BANYUWANGI – Suara keberatan warga Desa Tembokrejo terhadap pelaksanaan Kirab Budaya yang dinilai mengganggu kenyamanan mulai mencuat ke publik. Hal ini disampaikan secara tegas oleh seorang warga sekaligus pengacara, Syafi’i Bin Matali, melalui surat terbuka yang ia unggah di akun media sosial Facebook miliknya, @mavez014.
Surat yang ditujukan kepada Kepala Desa Tembokrejo dan Panitia Kirab Budaya tersebut berisi protes keras terhadap penggunaan sound system berdaya tinggi (sound horeg) yang berlangsung hingga pukul 12 malam.
“Ini telah menyebabkan gangguan serius terhadap kenyamanan dan hak istirahat warga, terutama yang memiliki bayi, lansia, atau anggota keluarga yang sedang sakit,” tulis Syafi’i.
Ia menegaskan bahwa istirahat malam adalah kebutuhan dasar yang tidak seharusnya dikorbankan hanya demi hiburan sesaat. Syafi’i juga menolak anggapan bahwa kegiatan tersebut bisa dimaklumi karena hanya berlangsung setahun sekali dan memberi keuntungan ekonomi bagi pedagang.
“Ketenangan warga bukan untuk dikorbankan meski hanya satu malam dalam setahun. Toleransi bukan berarti menutup mata terhadap pelanggaran hak orang lain,” tegasnya.
Dalam surat terbuka tersebut, Syafi’i juga menyampaikan tuntutan agar:
- Panitia melakukan evaluasi dan mempertanggungjawabkan gangguan yang terjadi.
- Kegiatan serupa ke depan dibatasi maksimal hingga pukul 22.00 WIB.
- Disusun regulasi tingkat kebisingan yang wajib ditaati oleh penyelenggara.
Di akhir surat, ia menyatakan bahwa budaya seharusnya menjadi sarana pemersatu masyarakat, bukan sumber konflik atau pemaksaan terhadap hak-hak warga.
“Kami mendukung kegiatan budaya yang sehat, edukatif, dan beradab.
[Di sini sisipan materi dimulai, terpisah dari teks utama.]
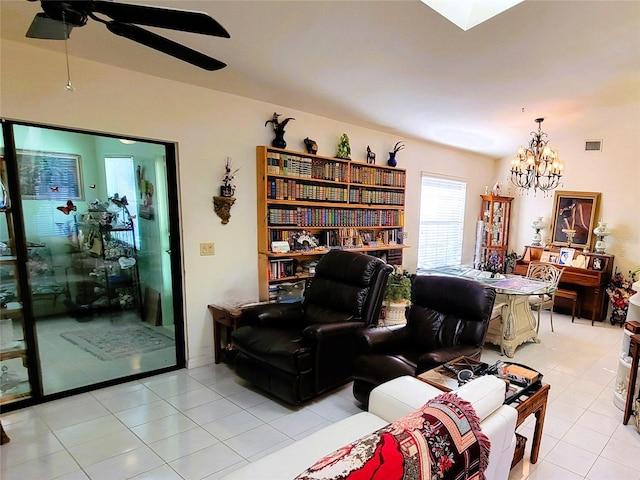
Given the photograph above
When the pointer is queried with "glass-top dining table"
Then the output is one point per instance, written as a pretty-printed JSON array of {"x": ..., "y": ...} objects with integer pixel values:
[{"x": 517, "y": 324}]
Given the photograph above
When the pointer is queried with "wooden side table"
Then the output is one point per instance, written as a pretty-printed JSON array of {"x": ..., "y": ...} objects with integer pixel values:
[
  {"x": 635, "y": 358},
  {"x": 529, "y": 403},
  {"x": 226, "y": 316}
]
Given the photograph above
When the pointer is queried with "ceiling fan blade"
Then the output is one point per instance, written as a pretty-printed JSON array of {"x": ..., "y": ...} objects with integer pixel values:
[
  {"x": 165, "y": 45},
  {"x": 184, "y": 20},
  {"x": 46, "y": 28}
]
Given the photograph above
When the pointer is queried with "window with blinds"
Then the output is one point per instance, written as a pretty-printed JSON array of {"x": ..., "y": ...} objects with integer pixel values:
[{"x": 442, "y": 203}]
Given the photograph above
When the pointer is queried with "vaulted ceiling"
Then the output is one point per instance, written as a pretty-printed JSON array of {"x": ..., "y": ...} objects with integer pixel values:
[{"x": 399, "y": 66}]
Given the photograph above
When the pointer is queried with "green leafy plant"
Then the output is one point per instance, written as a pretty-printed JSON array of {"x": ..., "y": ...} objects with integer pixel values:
[
  {"x": 344, "y": 149},
  {"x": 398, "y": 286}
]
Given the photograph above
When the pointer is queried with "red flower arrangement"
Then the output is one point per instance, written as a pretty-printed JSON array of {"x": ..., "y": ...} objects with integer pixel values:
[{"x": 619, "y": 291}]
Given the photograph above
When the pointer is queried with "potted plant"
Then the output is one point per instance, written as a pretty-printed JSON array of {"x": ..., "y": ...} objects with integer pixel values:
[{"x": 397, "y": 296}]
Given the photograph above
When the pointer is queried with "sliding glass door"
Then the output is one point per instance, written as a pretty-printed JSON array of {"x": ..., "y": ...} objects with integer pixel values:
[{"x": 104, "y": 285}]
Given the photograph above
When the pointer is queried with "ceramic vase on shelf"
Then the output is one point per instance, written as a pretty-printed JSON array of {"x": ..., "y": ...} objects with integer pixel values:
[{"x": 601, "y": 232}]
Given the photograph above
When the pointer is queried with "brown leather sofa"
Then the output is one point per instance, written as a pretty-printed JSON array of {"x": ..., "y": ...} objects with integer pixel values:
[
  {"x": 448, "y": 318},
  {"x": 296, "y": 351}
]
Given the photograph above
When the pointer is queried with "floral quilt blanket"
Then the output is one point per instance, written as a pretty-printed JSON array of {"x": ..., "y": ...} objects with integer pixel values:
[{"x": 441, "y": 440}]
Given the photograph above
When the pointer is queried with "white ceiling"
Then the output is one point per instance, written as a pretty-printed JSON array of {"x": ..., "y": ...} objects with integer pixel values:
[{"x": 398, "y": 66}]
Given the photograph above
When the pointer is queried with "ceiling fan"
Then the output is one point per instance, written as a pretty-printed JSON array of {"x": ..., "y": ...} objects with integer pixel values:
[{"x": 59, "y": 17}]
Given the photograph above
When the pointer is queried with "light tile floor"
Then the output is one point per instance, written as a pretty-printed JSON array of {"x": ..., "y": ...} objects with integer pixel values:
[{"x": 204, "y": 422}]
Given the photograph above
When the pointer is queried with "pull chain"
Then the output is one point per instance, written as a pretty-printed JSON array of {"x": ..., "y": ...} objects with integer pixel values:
[{"x": 69, "y": 85}]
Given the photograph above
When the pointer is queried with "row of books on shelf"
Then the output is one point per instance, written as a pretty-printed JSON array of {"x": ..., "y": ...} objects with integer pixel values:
[
  {"x": 376, "y": 176},
  {"x": 380, "y": 197},
  {"x": 338, "y": 238},
  {"x": 323, "y": 169},
  {"x": 306, "y": 167},
  {"x": 334, "y": 217},
  {"x": 280, "y": 189}
]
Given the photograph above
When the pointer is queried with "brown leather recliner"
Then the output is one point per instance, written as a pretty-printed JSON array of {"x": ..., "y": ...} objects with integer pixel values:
[
  {"x": 296, "y": 351},
  {"x": 448, "y": 318}
]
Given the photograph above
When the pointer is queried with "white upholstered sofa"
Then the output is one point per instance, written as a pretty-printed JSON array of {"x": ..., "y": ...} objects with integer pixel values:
[{"x": 388, "y": 402}]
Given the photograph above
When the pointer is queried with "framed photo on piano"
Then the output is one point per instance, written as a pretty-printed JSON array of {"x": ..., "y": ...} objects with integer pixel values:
[
  {"x": 574, "y": 212},
  {"x": 598, "y": 264}
]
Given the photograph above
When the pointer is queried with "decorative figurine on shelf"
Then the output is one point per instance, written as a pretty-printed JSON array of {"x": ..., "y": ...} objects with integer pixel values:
[
  {"x": 371, "y": 156},
  {"x": 227, "y": 189},
  {"x": 537, "y": 225},
  {"x": 311, "y": 145},
  {"x": 494, "y": 263},
  {"x": 344, "y": 149},
  {"x": 278, "y": 129},
  {"x": 392, "y": 162}
]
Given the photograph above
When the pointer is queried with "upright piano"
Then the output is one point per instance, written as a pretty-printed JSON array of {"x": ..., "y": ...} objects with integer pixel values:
[{"x": 589, "y": 281}]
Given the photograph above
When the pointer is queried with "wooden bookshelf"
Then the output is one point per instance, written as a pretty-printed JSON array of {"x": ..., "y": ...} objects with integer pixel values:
[{"x": 315, "y": 203}]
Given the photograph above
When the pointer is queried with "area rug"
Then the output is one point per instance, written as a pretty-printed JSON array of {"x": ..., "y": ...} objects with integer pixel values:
[{"x": 119, "y": 341}]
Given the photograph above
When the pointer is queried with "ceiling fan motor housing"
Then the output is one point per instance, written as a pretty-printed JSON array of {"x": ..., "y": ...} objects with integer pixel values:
[{"x": 70, "y": 13}]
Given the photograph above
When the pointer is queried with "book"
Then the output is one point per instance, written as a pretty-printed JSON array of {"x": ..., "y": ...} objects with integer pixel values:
[{"x": 520, "y": 375}]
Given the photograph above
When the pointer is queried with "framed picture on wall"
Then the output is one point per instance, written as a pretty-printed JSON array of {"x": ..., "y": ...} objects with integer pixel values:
[
  {"x": 49, "y": 176},
  {"x": 574, "y": 211}
]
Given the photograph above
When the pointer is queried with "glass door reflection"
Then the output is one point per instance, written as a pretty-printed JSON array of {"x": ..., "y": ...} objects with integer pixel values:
[{"x": 92, "y": 206}]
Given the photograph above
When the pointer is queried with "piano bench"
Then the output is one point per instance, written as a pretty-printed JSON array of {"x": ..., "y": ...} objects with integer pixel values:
[{"x": 572, "y": 296}]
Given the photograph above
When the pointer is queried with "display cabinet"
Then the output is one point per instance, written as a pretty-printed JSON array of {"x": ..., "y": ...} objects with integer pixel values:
[
  {"x": 108, "y": 261},
  {"x": 14, "y": 372},
  {"x": 309, "y": 204},
  {"x": 494, "y": 241}
]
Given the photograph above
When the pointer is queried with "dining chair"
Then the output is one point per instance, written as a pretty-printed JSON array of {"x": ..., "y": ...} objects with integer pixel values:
[{"x": 549, "y": 273}]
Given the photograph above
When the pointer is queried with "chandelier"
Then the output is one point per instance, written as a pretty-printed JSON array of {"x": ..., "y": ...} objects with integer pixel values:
[{"x": 536, "y": 166}]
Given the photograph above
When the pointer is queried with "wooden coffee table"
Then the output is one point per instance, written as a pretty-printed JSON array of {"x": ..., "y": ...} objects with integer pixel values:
[{"x": 533, "y": 402}]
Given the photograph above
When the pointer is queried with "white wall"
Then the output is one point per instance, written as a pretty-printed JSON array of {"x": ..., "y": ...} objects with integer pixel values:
[{"x": 208, "y": 126}]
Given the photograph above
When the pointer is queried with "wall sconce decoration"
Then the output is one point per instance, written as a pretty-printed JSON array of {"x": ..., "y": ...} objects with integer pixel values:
[
  {"x": 222, "y": 207},
  {"x": 228, "y": 189},
  {"x": 222, "y": 204}
]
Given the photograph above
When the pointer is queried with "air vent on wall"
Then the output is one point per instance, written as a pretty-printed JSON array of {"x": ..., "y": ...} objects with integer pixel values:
[{"x": 593, "y": 145}]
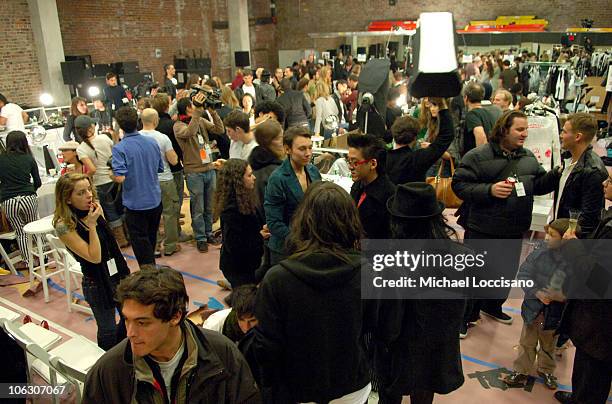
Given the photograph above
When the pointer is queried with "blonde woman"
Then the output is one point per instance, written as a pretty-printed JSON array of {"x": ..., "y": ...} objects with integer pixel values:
[
  {"x": 80, "y": 225},
  {"x": 326, "y": 111}
]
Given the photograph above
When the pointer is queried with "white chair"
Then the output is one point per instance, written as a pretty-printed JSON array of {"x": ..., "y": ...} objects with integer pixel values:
[
  {"x": 6, "y": 314},
  {"x": 37, "y": 357},
  {"x": 74, "y": 376},
  {"x": 36, "y": 231},
  {"x": 39, "y": 335},
  {"x": 10, "y": 261},
  {"x": 72, "y": 271}
]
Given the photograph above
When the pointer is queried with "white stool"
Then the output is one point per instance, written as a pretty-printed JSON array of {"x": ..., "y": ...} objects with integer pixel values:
[
  {"x": 37, "y": 230},
  {"x": 7, "y": 259}
]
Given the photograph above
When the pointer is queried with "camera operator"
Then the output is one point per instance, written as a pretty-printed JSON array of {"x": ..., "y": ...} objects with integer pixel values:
[{"x": 195, "y": 135}]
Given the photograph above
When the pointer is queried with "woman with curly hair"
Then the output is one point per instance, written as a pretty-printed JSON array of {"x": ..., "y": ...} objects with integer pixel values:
[{"x": 236, "y": 205}]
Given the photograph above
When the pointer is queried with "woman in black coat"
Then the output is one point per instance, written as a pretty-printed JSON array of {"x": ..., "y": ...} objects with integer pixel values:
[
  {"x": 416, "y": 340},
  {"x": 236, "y": 205},
  {"x": 588, "y": 322}
]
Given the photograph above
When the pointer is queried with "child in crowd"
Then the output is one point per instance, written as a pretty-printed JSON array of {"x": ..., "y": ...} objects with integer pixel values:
[{"x": 542, "y": 308}]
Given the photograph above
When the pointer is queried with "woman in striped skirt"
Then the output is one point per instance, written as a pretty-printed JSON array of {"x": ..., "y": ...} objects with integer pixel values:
[{"x": 19, "y": 180}]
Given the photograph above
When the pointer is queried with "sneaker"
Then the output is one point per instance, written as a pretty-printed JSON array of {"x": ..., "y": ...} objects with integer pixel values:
[
  {"x": 224, "y": 284},
  {"x": 564, "y": 397},
  {"x": 463, "y": 331},
  {"x": 215, "y": 241},
  {"x": 202, "y": 246},
  {"x": 501, "y": 317},
  {"x": 550, "y": 381},
  {"x": 183, "y": 238},
  {"x": 516, "y": 379}
]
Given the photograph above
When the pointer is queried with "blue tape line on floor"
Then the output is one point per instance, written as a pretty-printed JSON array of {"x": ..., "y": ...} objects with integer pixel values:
[
  {"x": 188, "y": 274},
  {"x": 466, "y": 357}
]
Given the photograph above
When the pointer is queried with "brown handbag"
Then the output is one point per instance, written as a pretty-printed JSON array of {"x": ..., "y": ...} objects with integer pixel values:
[{"x": 444, "y": 192}]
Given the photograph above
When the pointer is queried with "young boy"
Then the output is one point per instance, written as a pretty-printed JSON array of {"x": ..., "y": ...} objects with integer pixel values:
[{"x": 541, "y": 309}]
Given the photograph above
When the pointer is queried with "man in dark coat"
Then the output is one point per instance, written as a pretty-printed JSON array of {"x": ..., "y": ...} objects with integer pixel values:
[
  {"x": 404, "y": 164},
  {"x": 371, "y": 188},
  {"x": 296, "y": 106},
  {"x": 497, "y": 182},
  {"x": 580, "y": 185},
  {"x": 211, "y": 369},
  {"x": 588, "y": 322}
]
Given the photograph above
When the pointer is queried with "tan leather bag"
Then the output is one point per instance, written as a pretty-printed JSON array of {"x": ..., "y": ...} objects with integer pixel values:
[{"x": 444, "y": 192}]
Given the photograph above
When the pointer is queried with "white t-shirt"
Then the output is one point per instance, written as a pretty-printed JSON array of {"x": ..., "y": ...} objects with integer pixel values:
[
  {"x": 569, "y": 166},
  {"x": 216, "y": 321},
  {"x": 99, "y": 157},
  {"x": 356, "y": 397},
  {"x": 165, "y": 145},
  {"x": 249, "y": 90},
  {"x": 14, "y": 119},
  {"x": 239, "y": 150},
  {"x": 167, "y": 369}
]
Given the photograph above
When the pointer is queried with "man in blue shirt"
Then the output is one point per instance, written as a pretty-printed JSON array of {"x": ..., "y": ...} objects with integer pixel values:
[{"x": 136, "y": 162}]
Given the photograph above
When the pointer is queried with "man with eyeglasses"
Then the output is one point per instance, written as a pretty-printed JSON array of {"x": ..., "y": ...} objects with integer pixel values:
[{"x": 371, "y": 188}]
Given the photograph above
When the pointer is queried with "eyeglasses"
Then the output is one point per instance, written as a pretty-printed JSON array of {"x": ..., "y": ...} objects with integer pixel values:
[{"x": 354, "y": 163}]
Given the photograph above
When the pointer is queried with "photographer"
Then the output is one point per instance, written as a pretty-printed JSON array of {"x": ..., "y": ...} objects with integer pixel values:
[{"x": 195, "y": 135}]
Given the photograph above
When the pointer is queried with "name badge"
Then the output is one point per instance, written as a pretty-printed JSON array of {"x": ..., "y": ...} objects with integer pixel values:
[
  {"x": 520, "y": 189},
  {"x": 112, "y": 267},
  {"x": 206, "y": 153}
]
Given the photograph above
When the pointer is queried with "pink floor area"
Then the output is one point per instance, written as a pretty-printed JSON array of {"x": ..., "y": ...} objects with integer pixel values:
[{"x": 488, "y": 347}]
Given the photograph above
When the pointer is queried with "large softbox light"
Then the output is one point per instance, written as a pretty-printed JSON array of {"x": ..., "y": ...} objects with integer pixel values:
[{"x": 435, "y": 73}]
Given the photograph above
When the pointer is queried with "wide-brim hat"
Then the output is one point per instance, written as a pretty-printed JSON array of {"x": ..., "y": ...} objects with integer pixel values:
[{"x": 414, "y": 200}]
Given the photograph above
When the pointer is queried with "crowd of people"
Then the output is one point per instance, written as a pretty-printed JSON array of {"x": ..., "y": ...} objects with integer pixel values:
[{"x": 297, "y": 329}]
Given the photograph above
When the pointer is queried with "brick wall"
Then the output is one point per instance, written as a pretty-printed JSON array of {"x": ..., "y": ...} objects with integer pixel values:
[
  {"x": 297, "y": 18},
  {"x": 111, "y": 30},
  {"x": 19, "y": 73}
]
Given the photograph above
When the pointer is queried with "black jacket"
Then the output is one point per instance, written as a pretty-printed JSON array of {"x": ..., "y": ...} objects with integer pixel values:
[
  {"x": 539, "y": 267},
  {"x": 297, "y": 109},
  {"x": 480, "y": 168},
  {"x": 583, "y": 191},
  {"x": 373, "y": 210},
  {"x": 263, "y": 163},
  {"x": 588, "y": 322},
  {"x": 310, "y": 324},
  {"x": 416, "y": 340},
  {"x": 242, "y": 246},
  {"x": 407, "y": 165},
  {"x": 214, "y": 372},
  {"x": 166, "y": 126}
]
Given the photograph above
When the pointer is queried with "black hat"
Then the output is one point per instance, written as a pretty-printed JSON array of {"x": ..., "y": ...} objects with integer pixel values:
[{"x": 414, "y": 200}]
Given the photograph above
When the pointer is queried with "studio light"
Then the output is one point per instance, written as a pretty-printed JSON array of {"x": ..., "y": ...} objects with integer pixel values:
[
  {"x": 46, "y": 99},
  {"x": 435, "y": 57},
  {"x": 93, "y": 91}
]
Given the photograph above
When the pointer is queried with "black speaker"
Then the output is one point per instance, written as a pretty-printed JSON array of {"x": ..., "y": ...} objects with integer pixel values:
[
  {"x": 75, "y": 72},
  {"x": 85, "y": 58},
  {"x": 180, "y": 63},
  {"x": 101, "y": 69},
  {"x": 242, "y": 59},
  {"x": 133, "y": 79}
]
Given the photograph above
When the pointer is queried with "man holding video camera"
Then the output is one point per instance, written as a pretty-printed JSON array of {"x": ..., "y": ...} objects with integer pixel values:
[{"x": 195, "y": 135}]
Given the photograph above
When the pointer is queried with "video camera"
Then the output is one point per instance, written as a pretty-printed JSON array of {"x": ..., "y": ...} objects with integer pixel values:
[{"x": 213, "y": 96}]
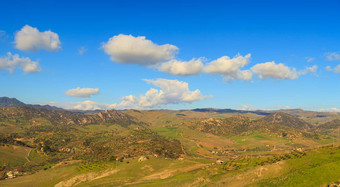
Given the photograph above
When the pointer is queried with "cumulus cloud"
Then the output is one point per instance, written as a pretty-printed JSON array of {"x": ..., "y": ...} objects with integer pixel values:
[
  {"x": 247, "y": 107},
  {"x": 3, "y": 35},
  {"x": 82, "y": 50},
  {"x": 275, "y": 71},
  {"x": 31, "y": 39},
  {"x": 127, "y": 49},
  {"x": 230, "y": 68},
  {"x": 311, "y": 69},
  {"x": 12, "y": 62},
  {"x": 82, "y": 92},
  {"x": 176, "y": 67},
  {"x": 84, "y": 105},
  {"x": 171, "y": 92},
  {"x": 336, "y": 69},
  {"x": 334, "y": 109},
  {"x": 310, "y": 59},
  {"x": 333, "y": 56}
]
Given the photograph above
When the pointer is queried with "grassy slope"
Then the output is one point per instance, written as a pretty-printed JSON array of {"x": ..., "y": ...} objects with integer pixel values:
[{"x": 13, "y": 156}]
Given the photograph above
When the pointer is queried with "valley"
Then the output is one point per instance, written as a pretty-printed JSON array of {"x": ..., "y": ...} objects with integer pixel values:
[{"x": 166, "y": 148}]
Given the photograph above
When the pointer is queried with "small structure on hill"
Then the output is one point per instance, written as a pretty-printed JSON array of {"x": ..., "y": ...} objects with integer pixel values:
[
  {"x": 142, "y": 158},
  {"x": 220, "y": 162}
]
Tapi kami menolak keras segala bentuk penyelenggaraan yang merugikan warga secara nyata, apalagi tanpa koordinasi dan batasan yang jelas.”
Surat terbuka ini kini ramai menjadi perbincangan warga dan menjadi refleksi penting mengenai tata kelola kegiatan masyarakat yang berimbang antara pelestarian budaya dan hak-hak dasar warga.